When she woke a second time she still didn’t open her eyes. Instead, she listened to the steady drone of the plane’s engines, considered getting up, but the thought took too much effort. Weeks of constant grind had taken their toll. It would take a week to recover. Every part of her body ached. She realized she hadn’t moved for hours. Her muscles had locked up and she had to work to get them unwound, get some circulation. She stretched one arm, then the other. She finally opened her eyes when a smell wafted to her that she responded to with enthusiasm.
Her body felt like a piece of lead as she undid her seat belt and pulled herself up. The five men on the plane were up front talking and drinking coffee. Three sitting, two standing.
She got up and went forward.
“Coffee’s fresh,” one of the men said. Brock was talking on a satellite phone.
She accepted the offer of coffee. She smelled of fire and sweat and tried to keep some distance between her smelly self and the men.
After he hung up, Brock brought her a blueberry bagel with cream cheese and another cup of coffee. She was starving again. Then he showed her the island on the computer screen.
They huddled shoulder to shoulder around a laptop and discussed the latest satellite images of the Malaysian and Indonesian fires. The images, acquired by the Moderate-resolution Imaging Spectroradiometer (MODIS) on NASA’s Terra satellite, showed a thick soup of smoke.
The island was virtually invisible, covered by a massive cloud of dense smoke.
“Where are the winds?” she asked no one in particular.
“There’s no wind. It’s dead calm.”
Using a new technology she’d never heard of, the images were run though some kind of color spectrometer, and visual penetration became possible. She could see the heat pattern from the fires.
Brock pointed to an area. “This is where we’re getting our periodic beeps from. It’s the densest and hilliest part of the island. Jason was moving north, but apparently he can’t get over those mountains. He’s trapped about here,” he told her, gesturing to an area.

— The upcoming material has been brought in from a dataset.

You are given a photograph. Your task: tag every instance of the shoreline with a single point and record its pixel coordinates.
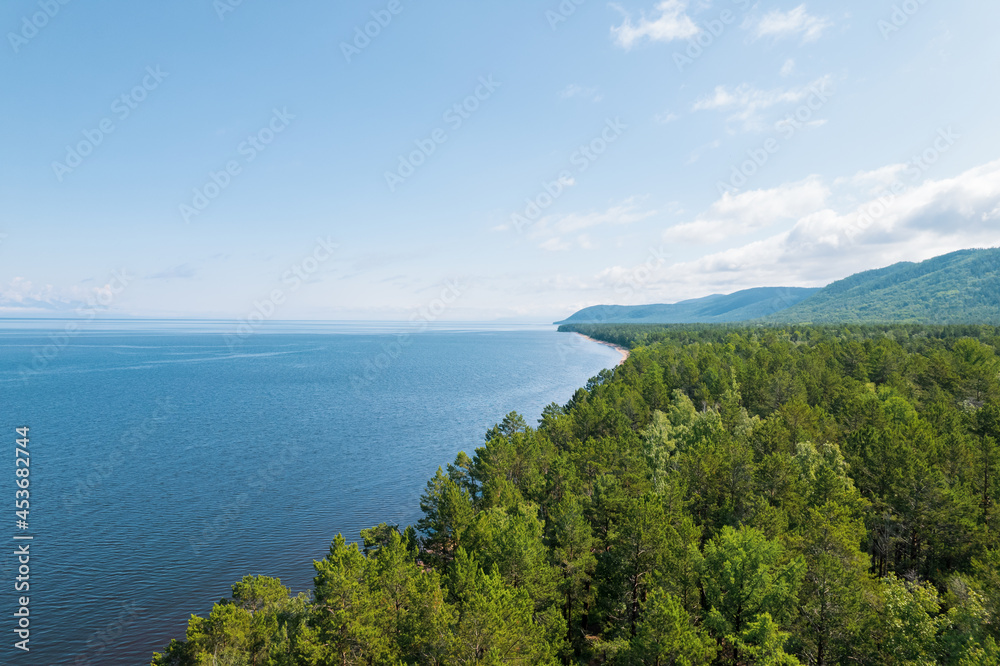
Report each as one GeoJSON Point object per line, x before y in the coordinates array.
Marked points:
{"type": "Point", "coordinates": [624, 352]}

“How are we getting him out once we get to him?”
“We’re hoping to find a burned-over area and bring a chopper in. But the fires are now so big it’s getting hard to tell where to land. That’s going to be up to you.”

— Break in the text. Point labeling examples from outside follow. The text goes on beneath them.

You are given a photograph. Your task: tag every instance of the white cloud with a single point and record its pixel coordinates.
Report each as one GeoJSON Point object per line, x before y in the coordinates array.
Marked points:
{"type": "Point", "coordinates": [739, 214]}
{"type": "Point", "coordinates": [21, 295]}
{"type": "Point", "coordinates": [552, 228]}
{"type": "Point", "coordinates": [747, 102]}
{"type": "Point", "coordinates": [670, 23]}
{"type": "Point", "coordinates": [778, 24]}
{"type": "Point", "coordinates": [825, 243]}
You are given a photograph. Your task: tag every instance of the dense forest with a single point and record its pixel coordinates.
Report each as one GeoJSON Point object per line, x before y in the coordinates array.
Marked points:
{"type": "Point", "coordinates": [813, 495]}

She studied the fire pattern, and the distance to the ocean. There were several lagoons, but they had limited information on the island’s trees.

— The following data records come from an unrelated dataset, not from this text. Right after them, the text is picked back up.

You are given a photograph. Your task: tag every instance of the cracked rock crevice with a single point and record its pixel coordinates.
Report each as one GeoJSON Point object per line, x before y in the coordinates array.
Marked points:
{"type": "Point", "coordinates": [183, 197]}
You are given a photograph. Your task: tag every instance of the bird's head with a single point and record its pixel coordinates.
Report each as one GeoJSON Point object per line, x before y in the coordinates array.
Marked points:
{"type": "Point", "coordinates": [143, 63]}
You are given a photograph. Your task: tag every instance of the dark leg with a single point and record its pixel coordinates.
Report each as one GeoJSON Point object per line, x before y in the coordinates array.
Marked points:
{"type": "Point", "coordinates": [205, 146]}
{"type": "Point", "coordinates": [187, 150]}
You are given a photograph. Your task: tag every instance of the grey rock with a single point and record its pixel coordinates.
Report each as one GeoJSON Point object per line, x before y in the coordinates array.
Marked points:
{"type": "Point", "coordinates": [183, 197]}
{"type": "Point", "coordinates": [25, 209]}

“We were thinking of here,” Brock said, pointing to a spot. “It’s the closest point. The fires aren’t joined and that leaves something of an alley.”
“No. Too hot.” She explained the coloring of the fires. “Whatever the fuel load is in here, it’s very hot-burning. Unless you think walking through two thousand degrees won’t turn you into a puddle of glue. The best approach is from here.” She made a line from one of the lagoons inland. “These must be groves of old hardwood. The fires will be mostly crowning and high. There’s a river to the north we can escape to, if things get bad.” She pointed to the river. “Once we get to him, I’ll find a pickup zone and you can call your guys for a chopper.”